Thread per consumer model
/**
* Consumer configuration for email topics
*
* @return
*/
@Bean
public ConsumerFactory<String, String> consumerFactory()
{
Map<String, Object> props = new HashMap<>();
Map<String, Object> props = new HashMap<>();
props.put(ConsumerConfig.BOOTSTRAP_SERVERS_CONFIG, "localhost:9092");
props.put(ConsumerConfig.GROUP_ID_CONFIG, EMAIL_STATUS_CONSUMER_GROUP);
props.put(ConsumerConfig.KEY_DESERIALIZER_CLASS_CONFIG,
StringDeserializer.class);
props.put(ConsumerConfig.VALUE_DESERIALIZER_CLASS_CONFIG,
StringDeserializer.class);
return new DefaultKafkaConsumerFactory<>(props);
}
/**
* Sets Concurrency for kafka listener
*
* @return
*/
@Bean
public ConcurrentKafkaListenerContainerFactory<String, String> kafkaListenerContainerFactory()
{
ConcurrentKafkaListenerContainerFactory<String, String> factory = new ConcurrentKafkaListenerContainerFactory<>();
factory.setConsumerFactory(consumerFactory());
factory.setConcurrency(1);
return factory;
}
This division is being listened to by the consumer group spring-group. The following is how single concurrency behaves:
GROUP TOPIC PARTITION CONSUMER-ID HOST CLIENT-ID
spring-group test-topic 8 consumer-1-01a5779b-940b-44cf-b8c6-2e414aa38eb1 /172.22.0.1 consumer-1
spring-group test-topic 2 consumer-1-01a5779b-940b-44cf-b8c6-2e414aa38eb1 /172.22.0.1 consumer-1
spring-group test-topic 1 consumer-1-01a5779b-940b-44cf-b8c6-2e414aa38eb1 /172.22.0.1 consumer-1
spring-group test-topic 4 consumer-1-01a5779b-940b-44cf-b8c6-2e414aa38eb1 /172.22.0.1 consumer-1
spring-group test-topic 5 consumer-1-01a5779b-940b-44cf-b8c6-2e414aa38eb1 /172.22.0.1 consumer-1
spring-group test-topic 6 consumer-1-01a5779b-940b-44cf-b8c6-2e414aa38eb1 /172.22.0.1 consumer-1
spring-group test-topic 3 consumer-1-01a5779b-940b-44cf-b8c6-2e414aa38eb1 /172.22.0.1 consumer-1
spring-group test-topic 7 consumer-1-01a5779b-940b-44cf-b8c6-2e414aa38eb1 /172.22.0.1 consumer-1
spring-group test-topic 9 consumer-1-01a5779b-940b-44cf-b8c6-2e414aa38eb1 /172.22.0.1 consumer-1
spring-group test-topic 0 consumer-1-01a5779b-940b-44cf-b8c6-2e414aa38eb1 /172.22.0.1 consumer-1
If you look closely at the above output, you’ll notice that the application’s consumer ID is the same for all 10 partitions, indicating that it’s a single thread that connects them all.

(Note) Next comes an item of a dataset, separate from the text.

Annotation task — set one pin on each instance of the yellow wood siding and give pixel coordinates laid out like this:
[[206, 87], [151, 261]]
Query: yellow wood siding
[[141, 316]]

Let’s look at what happens when the concurrency is increased to 2,
GROUP TOPIC PARTITION CONSUMER-ID HOST CLIENT-ID
spring-group test-topic 8 consumer-2-8ab0213d-683c-4f92-b3c8-767701905994 /172.22.0.1 consumer-2
spring-group test-topic 5 consumer-2-8ab0213d-683c-4f92-b3c8-767701905994 /172.22.0.1 consumer-2
spring-group test-topic 6 consumer-2-8ab0213d-683c-4f92-b3c8-767701905994 /172.22.0.1 consumer-2
spring-group test-topic 7 consumer-2-8ab0213d-683c-4f92-b3c8-767701905994 /172.22.0.1 consumer-2
spring-group test-topic 9 consumer-2-8ab0213d-683c-4f92-b3c8-767701905994 /172.22.0.1 consumer-2
spring-group test-topic 4 consumer-1-886f1a6e-f316-4e17-90d2-599a582682e4 /172.22.0.1 consumer-1
spring-group test-topic 2 consumer-1-886f1a6e-f316-4e17-90d2-599a582682e4 /172.22.0.1 consumer-1
spring-group test-topic 3 consumer-1-886f1a6e-f316-4e17-90d2-599a582682e4 /172.22.0.1 consumer-1
spring-group test-topic 1 consumer-1-886f1a6e-f316-4e17-90d2-599a582682e4 /172.22.0.1 consumer-1
spring-group test-topic 0 consumer-1-886f1a6e-f316-4e17-90d2-599a582682e4 /172.22.0.1 consumer-1
As you can see in the screenshot above, there are now two threads, each with five partitions.
Kafka will try to distribute partitions evenly among threads belonging to the same consumer group. We’ll have a dedicated thread for each partition if we create ten concurrent threads.
Conclusion
In this article we understand a few things about multithreading and learn the threading model.